万ちゃんのバリアフリーよもやま話 ・・・もしもトイレが消えたなら、公共トイレが消えたなら

 私はバリアフリートイレの適正利用をお願いしていることもあり、公衆トイレや公共トイレに関する記述を中心に、トイレという文字を見つけると、一通り目を通しているのですが、そんな中で、海外の、特にパリの公共トイレの事情を改めて知り、そういえばそうだったなと思い出していました。こんな私ですが、健常な頃、2度ほどパリを訪れたことがあるのですが、確かにそうだったと思い出したのです。と同時に、日本がパリのようなトイレ事情になったらどうなるだろうと思ったのです。

 パリの事情ですが、基本的に公共トイレが少ないのです。一度目の訪問の時は、添乗員さんがいたのですが、ずっと、「ホテルを出るときとトイレを見つけた時には、迷わずトイレに行ってください」と言っていました。訪問先の美術館や飲食店でも必ずトイレに寄って後にするようにしてくださいと最重要事項のようにおっしゃっていました。その時は観光バスによる団体行動だったので、駅のトイレとか、街中の公衆トイレや有料トイレとかは利用する機会はなかったのですが、確かに、パリのトイレ事情は、日本と比べると非常によろしくないという感じでした。自分たちでも不便なはずなのに、私が利用したレストランのトイレは階段を降りた地下の奥まった所にあったのを覚えています。その時に聞いた話ですが、男性の中には道端の物陰で用を足してしまう方もいるとのことでした。もちろん法令違反ではあるそうですが。

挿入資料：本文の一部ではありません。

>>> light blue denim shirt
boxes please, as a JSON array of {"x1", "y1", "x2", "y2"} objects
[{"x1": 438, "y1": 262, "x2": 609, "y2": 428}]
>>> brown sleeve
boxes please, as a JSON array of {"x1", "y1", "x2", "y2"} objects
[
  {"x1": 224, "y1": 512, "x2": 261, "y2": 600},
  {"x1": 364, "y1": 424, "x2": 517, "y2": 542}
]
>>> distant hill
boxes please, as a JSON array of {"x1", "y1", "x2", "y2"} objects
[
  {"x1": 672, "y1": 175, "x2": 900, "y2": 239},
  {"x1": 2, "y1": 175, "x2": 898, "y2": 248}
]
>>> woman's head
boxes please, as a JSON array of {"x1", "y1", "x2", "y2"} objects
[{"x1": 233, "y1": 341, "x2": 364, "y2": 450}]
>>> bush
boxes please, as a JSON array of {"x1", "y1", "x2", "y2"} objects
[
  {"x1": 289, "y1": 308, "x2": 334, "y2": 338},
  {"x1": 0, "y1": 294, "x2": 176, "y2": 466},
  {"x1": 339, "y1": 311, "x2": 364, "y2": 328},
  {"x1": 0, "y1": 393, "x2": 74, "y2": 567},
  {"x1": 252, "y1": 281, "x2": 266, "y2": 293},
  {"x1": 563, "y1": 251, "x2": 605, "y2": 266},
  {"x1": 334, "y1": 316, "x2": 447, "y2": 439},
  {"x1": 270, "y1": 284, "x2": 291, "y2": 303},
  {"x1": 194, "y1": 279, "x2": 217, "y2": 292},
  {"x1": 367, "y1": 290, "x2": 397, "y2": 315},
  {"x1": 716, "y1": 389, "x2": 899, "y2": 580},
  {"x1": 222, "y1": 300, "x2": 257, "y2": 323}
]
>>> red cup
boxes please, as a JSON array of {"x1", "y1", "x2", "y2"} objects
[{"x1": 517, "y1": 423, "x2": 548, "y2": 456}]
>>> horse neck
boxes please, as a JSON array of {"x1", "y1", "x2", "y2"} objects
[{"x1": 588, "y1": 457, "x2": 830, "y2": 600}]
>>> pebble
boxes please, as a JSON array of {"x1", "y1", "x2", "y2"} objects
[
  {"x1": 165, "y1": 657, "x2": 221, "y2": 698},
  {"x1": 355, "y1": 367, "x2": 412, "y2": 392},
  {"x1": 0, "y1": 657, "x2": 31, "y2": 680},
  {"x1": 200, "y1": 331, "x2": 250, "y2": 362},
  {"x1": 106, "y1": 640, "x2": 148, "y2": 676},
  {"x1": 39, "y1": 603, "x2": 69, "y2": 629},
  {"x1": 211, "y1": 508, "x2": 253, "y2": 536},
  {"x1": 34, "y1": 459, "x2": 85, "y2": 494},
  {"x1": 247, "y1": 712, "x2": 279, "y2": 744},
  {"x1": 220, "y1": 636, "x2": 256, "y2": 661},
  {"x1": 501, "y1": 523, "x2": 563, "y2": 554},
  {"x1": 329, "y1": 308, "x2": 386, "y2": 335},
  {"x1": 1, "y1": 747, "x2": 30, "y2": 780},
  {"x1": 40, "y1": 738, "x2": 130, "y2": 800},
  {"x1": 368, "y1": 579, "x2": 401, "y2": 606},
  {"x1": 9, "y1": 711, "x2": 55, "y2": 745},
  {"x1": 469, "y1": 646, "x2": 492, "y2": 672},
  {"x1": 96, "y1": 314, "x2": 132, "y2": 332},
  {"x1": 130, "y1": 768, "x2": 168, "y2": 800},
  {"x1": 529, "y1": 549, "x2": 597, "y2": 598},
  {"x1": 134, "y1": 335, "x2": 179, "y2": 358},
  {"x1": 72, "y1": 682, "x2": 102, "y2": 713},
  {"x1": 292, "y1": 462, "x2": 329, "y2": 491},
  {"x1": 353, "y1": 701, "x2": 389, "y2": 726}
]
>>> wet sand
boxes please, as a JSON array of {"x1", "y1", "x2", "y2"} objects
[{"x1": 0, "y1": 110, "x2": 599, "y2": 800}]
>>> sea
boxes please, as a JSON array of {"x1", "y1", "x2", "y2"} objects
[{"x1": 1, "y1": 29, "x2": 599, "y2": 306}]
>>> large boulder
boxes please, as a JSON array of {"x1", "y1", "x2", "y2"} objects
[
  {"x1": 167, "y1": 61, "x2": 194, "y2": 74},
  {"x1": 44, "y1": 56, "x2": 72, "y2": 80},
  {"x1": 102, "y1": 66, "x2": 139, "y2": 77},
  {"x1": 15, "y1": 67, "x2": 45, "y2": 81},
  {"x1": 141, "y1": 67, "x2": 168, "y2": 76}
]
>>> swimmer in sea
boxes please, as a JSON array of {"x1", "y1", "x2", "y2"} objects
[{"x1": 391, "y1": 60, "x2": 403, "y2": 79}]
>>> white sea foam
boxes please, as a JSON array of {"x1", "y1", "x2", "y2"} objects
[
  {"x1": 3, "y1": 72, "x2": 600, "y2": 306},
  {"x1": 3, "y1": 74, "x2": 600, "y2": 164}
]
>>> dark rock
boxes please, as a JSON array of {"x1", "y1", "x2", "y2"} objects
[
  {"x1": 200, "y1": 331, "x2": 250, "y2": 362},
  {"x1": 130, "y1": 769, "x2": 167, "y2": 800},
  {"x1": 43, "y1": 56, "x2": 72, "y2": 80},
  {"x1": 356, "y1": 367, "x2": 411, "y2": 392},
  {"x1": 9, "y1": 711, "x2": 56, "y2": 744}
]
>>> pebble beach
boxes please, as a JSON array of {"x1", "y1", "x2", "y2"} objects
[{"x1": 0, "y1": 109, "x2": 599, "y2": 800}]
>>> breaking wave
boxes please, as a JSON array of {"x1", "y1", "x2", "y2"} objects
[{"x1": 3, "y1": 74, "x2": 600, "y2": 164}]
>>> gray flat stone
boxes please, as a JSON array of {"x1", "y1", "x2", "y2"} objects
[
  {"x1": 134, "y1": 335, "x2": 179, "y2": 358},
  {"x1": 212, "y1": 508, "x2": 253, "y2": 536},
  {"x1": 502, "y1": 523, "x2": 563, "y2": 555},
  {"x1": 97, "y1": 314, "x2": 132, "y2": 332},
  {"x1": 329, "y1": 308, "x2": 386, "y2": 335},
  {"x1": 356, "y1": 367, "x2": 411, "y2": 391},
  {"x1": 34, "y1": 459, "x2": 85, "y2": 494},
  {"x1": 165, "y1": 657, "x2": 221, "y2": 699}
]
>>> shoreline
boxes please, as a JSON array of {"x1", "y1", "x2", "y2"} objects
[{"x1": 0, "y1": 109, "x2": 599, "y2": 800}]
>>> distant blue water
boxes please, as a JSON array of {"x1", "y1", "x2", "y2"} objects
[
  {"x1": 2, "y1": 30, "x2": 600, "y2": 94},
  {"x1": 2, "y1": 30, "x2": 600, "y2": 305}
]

 私たちは日頃、訪日客が驚くほどの安心安全快適な公共トイレ環境で暮らしていますよね。一日のかなりの時間を過ごす学校や勤め先ばかりでなく、商業施設や駅、さらには公園等行く先々には整ったトイレが用意されています。ではありますが、ある日突然、突然でなく予告があったとしても、普段利用しているトイレがなくなったとしたら、どうですか?いくつかあるうちの一か所が、故障とかであれば、他のトイレが空くのを待つということができますよね。もしくは他のフロアのトイレを探したりといろいろと対応できます。パリのようにそもそも少ないとかそこ一か所しかないとなった場合は皆さん本当に困りますよね。まともな社会生活が成り立たないことになってしまいますよね。故障など場合は管理者に即時の修理を求めるでしょうし、少ない場合は、増設の陳情などの行動に出るのではないでしょうか。

 私が、以前よりお願いしておりますバリアフリートイレの適正利用ですが、適正利用をお願いしているということは、不適正な利用をしている方がいらっしゃるということです。前述のトイレがなくなったというのと同様です。ユニバーサルデザインの思想で、すべてのトイレが設備的にバリアフリーに整えていただけているのであれば、ハンデを持つ人もその人の持っている可能な限りの努力を振り絞ってトイレを利用しますが、1か所しかないということであれば、トイレが消えたというのと同様なのです。ですので皆さん、トイレのドアの周りに車いすや高齢者、オストメイトなどのピクトグラムが表示してあるトイレは、普通のトイレが利用できない人専用のトイレとご理解くださいますようお願いします。